Wednesday, October 26, 2011

That Feeling, You Can Only Say What It Is In Gibberish

When you've wanted something long enough, the want can become a part of you. Like pain. Or love, I suppose. You wake up and the desire is there settled in the back of your mind. You go about your day and ignore the nagging itch beneath your thoughts like an old mosquito bite that never goes completely away. When you go to bed, you barely notice the hollow part of you that aches to be filled with the object of your desire. Most wants are pretty simple, and easily sated. I want a piece of chocolate, I go unwrap a candy bar. Mission accomplished. I want to watch a television show, I plop down on the couch and channel surf until I find what I'm after and veg out til the happy ending. Boom, another job well done.

Some wants are impossible, and we know it. An old man wants to be young again, a mother wants her dead child back, a battered wife wants her husband to change. It's just not going to happen, and for better or worse we find ways to live with that. Sometimes it winds up destroying us, sometimes we come out stronger. Sometimes it just fucking hurts, and that turns into a new want: we just want to stop hurting, however we can, whatever it takes.

That's not the kind of desire I'm thinking of tonight.

There's another kind of want, and I think it's both the best and worst of all. It's the desire of something you perhaps could attain, but aren't certain you ever will. Kind of on the edge between the first two. It stays nestled in your thoughts, like a pet snake you never feed, and it lashes out in bitter resentment and gleeful mockery every time something new comes along to remind you of its presence. A lead weight chained to your future. And because you doubt you'll ever satisfy it, you just get used to its mass dragging against you. It becomes a part of you, and you simply have to get strong enough to carry both yourself and the distantly reachable desire. Like the training weights athletes use to condition their bodies -- that can never be removed.

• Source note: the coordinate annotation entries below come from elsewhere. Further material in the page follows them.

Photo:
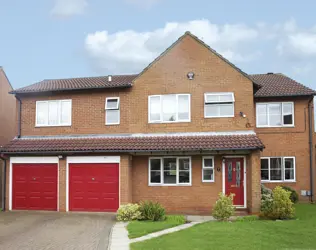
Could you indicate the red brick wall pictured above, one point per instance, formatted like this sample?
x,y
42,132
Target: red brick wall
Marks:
x,y
291,142
166,76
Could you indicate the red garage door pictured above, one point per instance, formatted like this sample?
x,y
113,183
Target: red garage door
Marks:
x,y
34,186
94,187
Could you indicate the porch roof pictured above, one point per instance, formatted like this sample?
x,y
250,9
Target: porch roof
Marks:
x,y
244,140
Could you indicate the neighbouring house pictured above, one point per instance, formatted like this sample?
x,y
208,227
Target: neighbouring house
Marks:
x,y
7,121
189,126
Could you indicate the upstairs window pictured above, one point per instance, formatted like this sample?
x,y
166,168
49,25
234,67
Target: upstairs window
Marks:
x,y
112,111
169,108
53,113
279,114
219,105
277,169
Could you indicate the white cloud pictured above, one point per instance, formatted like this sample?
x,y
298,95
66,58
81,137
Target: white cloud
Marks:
x,y
130,51
67,8
143,3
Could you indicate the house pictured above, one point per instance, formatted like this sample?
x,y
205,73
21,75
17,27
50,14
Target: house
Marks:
x,y
189,126
7,120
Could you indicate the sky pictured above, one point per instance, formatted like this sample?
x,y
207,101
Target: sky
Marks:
x,y
75,38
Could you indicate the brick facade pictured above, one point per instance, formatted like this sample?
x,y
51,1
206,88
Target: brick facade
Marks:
x,y
168,75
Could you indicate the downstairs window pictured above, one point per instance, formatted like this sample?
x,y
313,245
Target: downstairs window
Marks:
x,y
170,171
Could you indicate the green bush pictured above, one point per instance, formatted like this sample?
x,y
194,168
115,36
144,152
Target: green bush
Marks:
x,y
223,208
248,218
152,211
128,212
280,207
294,194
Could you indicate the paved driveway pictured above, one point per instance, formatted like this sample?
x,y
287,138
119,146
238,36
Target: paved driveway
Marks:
x,y
52,230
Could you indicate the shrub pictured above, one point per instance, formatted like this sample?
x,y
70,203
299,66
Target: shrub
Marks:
x,y
294,194
152,211
280,207
247,218
223,208
128,212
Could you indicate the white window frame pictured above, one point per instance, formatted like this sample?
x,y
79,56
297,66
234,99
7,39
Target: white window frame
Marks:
x,y
216,94
269,126
59,114
282,169
116,108
205,167
162,171
161,114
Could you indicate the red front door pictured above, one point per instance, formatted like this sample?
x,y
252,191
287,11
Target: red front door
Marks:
x,y
34,186
234,179
94,187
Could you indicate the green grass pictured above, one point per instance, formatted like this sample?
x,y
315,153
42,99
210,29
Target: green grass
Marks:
x,y
140,228
258,234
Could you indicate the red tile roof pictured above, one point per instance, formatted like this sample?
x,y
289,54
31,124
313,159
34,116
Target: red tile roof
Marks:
x,y
135,144
274,85
118,81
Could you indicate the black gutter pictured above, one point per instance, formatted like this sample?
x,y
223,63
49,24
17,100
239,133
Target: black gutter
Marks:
x,y
19,116
4,183
311,148
123,151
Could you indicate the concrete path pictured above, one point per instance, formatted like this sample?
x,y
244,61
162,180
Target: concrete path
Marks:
x,y
52,230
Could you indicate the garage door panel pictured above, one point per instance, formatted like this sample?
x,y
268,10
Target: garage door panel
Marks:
x,y
34,186
93,187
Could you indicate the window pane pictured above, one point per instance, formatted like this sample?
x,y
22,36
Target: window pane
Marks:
x,y
208,174
169,108
42,113
289,174
155,164
264,174
212,98
155,176
275,115
65,112
184,164
183,107
275,174
226,110
208,162
275,163
112,104
184,176
211,110
226,98
112,116
154,108
264,163
53,113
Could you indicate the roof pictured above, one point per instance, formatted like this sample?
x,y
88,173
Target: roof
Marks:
x,y
276,85
132,143
118,81
188,33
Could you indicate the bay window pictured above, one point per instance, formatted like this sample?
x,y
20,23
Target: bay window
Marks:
x,y
277,169
169,108
275,114
170,171
53,113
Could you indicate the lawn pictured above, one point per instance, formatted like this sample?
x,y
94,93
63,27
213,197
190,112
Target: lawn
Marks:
x,y
140,228
292,234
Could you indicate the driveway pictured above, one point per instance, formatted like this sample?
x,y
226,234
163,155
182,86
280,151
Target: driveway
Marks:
x,y
52,230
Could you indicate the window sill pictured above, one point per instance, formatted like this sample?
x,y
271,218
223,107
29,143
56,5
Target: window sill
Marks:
x,y
168,122
170,185
49,126
294,181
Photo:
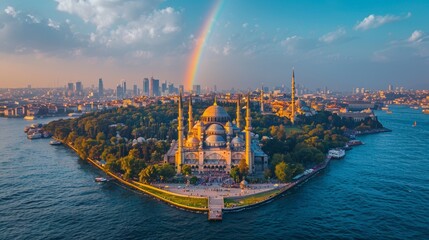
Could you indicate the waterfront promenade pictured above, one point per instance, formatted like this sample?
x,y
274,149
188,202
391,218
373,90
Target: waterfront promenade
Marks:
x,y
217,198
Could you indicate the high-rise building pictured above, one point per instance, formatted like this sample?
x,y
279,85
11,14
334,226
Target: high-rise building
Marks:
x,y
171,88
135,91
293,113
151,87
124,89
196,89
164,88
70,87
156,89
79,87
119,92
100,87
146,86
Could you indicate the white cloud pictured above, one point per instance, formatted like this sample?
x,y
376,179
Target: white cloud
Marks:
x,y
10,11
142,54
32,19
227,49
105,13
53,24
333,36
124,21
146,28
375,21
416,36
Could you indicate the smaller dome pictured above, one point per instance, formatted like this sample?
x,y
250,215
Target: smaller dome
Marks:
x,y
215,129
215,141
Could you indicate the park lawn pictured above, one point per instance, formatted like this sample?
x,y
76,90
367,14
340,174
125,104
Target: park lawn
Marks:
x,y
251,199
186,201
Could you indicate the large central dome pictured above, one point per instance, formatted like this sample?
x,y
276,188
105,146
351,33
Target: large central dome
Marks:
x,y
215,113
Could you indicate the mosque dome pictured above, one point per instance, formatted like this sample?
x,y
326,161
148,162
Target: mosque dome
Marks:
x,y
215,141
215,129
237,142
215,113
192,142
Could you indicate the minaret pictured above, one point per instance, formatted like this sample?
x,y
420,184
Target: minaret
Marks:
x,y
293,113
180,129
238,119
248,129
190,117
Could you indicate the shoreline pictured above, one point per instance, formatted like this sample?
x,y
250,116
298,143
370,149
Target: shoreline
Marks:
x,y
276,193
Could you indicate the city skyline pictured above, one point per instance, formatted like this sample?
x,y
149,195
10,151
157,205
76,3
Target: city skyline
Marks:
x,y
341,45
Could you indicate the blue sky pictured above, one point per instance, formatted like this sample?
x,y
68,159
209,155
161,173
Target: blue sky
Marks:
x,y
338,44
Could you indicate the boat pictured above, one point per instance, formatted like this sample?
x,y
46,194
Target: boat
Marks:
x,y
336,153
29,117
55,142
35,135
101,179
347,147
75,114
354,142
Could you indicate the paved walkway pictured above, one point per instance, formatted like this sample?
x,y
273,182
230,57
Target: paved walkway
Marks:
x,y
216,190
215,208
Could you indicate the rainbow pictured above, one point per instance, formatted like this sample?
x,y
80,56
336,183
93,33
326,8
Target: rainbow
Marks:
x,y
195,59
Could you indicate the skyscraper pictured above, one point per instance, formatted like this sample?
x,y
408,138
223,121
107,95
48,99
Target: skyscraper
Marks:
x,y
100,87
154,87
135,93
124,89
79,87
70,87
119,92
146,86
293,113
164,87
196,89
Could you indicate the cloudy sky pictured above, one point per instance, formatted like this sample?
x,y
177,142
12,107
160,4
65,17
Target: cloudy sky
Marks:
x,y
338,44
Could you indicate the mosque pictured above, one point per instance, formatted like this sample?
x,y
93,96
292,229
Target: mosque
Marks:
x,y
215,143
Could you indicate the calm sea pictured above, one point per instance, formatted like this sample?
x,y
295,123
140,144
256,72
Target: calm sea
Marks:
x,y
379,191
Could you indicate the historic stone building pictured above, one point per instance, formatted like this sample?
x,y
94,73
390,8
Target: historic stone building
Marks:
x,y
215,142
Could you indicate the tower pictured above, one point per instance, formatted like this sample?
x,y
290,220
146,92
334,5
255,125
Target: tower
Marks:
x,y
262,99
180,128
238,119
293,113
190,117
248,129
100,87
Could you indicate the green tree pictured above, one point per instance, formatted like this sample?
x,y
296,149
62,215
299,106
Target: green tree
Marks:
x,y
149,174
235,174
283,172
166,171
193,180
186,170
243,168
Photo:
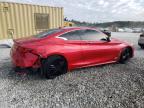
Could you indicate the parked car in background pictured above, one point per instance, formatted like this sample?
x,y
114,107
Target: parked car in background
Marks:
x,y
141,41
58,50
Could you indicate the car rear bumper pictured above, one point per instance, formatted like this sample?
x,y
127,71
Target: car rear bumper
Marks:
x,y
23,60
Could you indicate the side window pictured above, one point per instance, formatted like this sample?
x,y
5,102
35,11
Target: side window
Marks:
x,y
73,35
92,35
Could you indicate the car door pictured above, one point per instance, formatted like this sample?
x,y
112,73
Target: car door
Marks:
x,y
73,48
96,50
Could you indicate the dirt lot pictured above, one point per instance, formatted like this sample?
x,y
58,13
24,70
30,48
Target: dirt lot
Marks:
x,y
108,86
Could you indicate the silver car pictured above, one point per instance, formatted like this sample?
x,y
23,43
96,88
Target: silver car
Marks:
x,y
141,41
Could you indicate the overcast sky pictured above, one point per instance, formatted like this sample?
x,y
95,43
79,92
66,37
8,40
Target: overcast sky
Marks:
x,y
96,10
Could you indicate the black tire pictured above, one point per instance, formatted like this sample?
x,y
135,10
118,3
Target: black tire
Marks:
x,y
54,66
125,55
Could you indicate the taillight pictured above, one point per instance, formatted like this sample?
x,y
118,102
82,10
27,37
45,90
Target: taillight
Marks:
x,y
23,50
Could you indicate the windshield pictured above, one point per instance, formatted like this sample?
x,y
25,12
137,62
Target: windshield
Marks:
x,y
47,33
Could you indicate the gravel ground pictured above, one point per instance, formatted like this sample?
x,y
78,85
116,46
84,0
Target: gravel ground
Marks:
x,y
107,86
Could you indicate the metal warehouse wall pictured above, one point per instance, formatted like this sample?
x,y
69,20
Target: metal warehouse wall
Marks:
x,y
18,20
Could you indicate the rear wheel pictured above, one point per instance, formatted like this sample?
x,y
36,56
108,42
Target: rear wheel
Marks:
x,y
125,55
54,66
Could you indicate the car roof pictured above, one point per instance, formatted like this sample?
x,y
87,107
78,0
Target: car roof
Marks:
x,y
70,28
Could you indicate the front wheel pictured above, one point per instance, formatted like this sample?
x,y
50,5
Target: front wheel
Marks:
x,y
54,66
125,55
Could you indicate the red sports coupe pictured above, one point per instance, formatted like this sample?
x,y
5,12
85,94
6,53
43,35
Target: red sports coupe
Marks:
x,y
56,51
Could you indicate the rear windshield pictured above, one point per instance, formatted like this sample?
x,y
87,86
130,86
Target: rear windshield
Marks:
x,y
47,33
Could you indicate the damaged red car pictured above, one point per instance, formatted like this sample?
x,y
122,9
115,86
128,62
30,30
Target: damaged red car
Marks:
x,y
57,51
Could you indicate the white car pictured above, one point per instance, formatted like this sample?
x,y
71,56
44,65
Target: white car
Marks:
x,y
141,41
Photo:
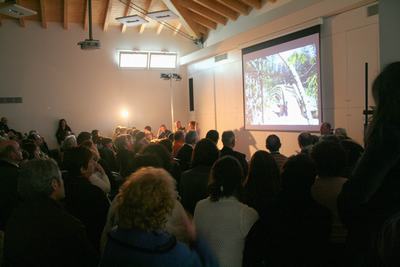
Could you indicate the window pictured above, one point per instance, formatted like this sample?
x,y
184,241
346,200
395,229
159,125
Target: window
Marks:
x,y
162,61
133,60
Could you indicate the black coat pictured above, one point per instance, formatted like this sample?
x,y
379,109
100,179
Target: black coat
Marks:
x,y
41,233
8,190
227,151
89,204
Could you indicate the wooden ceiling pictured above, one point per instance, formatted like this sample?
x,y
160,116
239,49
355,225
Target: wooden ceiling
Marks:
x,y
196,17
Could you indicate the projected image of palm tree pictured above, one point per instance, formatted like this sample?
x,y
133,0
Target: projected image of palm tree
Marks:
x,y
282,89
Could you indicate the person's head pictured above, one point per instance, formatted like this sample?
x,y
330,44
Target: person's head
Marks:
x,y
69,142
161,152
330,158
40,178
228,139
213,135
263,177
305,139
146,200
386,93
205,153
298,174
191,137
10,151
225,178
326,128
82,137
79,162
273,143
62,124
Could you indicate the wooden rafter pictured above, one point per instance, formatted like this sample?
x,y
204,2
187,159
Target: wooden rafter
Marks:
x,y
86,16
208,13
126,13
147,8
202,20
237,6
43,13
253,3
107,15
21,20
219,8
66,14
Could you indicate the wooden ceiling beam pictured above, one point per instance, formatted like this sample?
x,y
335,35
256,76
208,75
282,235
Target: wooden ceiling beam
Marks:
x,y
43,13
253,3
126,13
107,15
237,6
208,13
202,20
147,8
219,8
66,14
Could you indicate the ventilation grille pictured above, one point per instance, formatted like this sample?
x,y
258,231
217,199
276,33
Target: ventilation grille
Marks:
x,y
220,57
372,10
10,100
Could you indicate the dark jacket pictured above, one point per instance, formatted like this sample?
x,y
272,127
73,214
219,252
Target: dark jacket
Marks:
x,y
152,249
89,204
293,231
371,195
41,233
185,156
193,186
8,190
227,151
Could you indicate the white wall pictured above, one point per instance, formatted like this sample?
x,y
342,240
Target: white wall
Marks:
x,y
348,40
58,80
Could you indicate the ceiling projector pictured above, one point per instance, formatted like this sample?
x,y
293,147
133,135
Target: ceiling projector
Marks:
x,y
89,44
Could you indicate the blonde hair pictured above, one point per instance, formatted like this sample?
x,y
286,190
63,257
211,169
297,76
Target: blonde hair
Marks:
x,y
146,199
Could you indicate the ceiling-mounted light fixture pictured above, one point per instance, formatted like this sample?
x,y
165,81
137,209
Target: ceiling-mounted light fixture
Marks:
x,y
133,20
162,15
10,8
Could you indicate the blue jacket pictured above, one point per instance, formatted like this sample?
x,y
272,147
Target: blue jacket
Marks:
x,y
149,249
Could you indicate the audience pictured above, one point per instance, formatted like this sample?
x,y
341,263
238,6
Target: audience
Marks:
x,y
221,218
194,182
10,157
263,183
40,232
84,200
63,131
185,152
372,193
143,205
273,144
295,230
228,140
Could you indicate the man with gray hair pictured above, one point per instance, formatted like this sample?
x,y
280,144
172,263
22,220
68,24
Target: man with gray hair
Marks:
x,y
228,140
10,157
40,232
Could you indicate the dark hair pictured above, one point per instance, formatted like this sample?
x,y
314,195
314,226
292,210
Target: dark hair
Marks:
x,y
82,137
386,93
330,158
75,159
213,135
225,178
205,153
161,152
273,143
179,135
263,181
305,139
298,173
191,137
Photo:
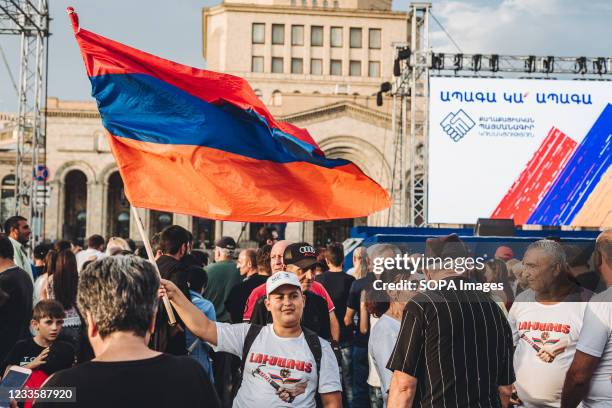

Until one day, it is. You reach this goal you'd secretly thought was impossible, the desire goes away, and you're left...hollow. Even emptier than before. Oh, there's the satisfaction of achieving your target, certainly. It might even be enough to outweigh the accompanying negative emotions, who knows. But sure enough, there's still a feeling of...I don't know what the hell to call it. Disappointment, that there's nothing more to look forward to? Longing, for the old days when the goal was still on the horizon to tantalize with dim hope? Relief, that at long last some relaxation can be found and attention has been freed up for other subjects? Anger, because dammit you've worked your ass off to reach this point and this is all there is to greet you? Joy, because dammit you've worked your ass off to reach this point and this is pretty fucking incredible? Apathy, because at the end of the day nobody else really gives a shit?

Some impossible jumble of all of the above? None of the above? Something completely different?

I hate that feeling. I'm filled with it right now. I did something tonight I've wanted to do for years, almost a decade. Nothing earth-shattering or anything; I just got to finish an old cartoon series I started watching as a kid, and I finally got to see how it ended. It was...fitting, I guess. Watching through the next to last episodes made me feel sort of giddy, like a school kid finally getting to see behind the magician's curtain. But as I clicked the play button on the last episode, I experienced...remorse, I suppose would be the best word for it. I'd carried this desire, this need to finish that series with me since I was in grade school. It was kind of a part of me, like it or not. And pressing that play button meant I was slicing that part of myself away, ending that piece of me. The unknown, which in some idle moments my imagination had toyed with picturing all the possible outcomes, was burnt away and the story's solid conclusion was installed in its place. No more room for guessing, this was what happened.

I had a plain wooden block that could have been anything, and now it's been carved into shape and will never be anything else again. An empty cup to play with, but now it's full and all I can do is spill it. You know. A hundred other goofy zen examples or taoist tropes or whatever. The point is, finality can sometimes be just as unpleasant as continuation. Take whatever moral out of that you want.

Me, I'm gonna go find a new empty cup.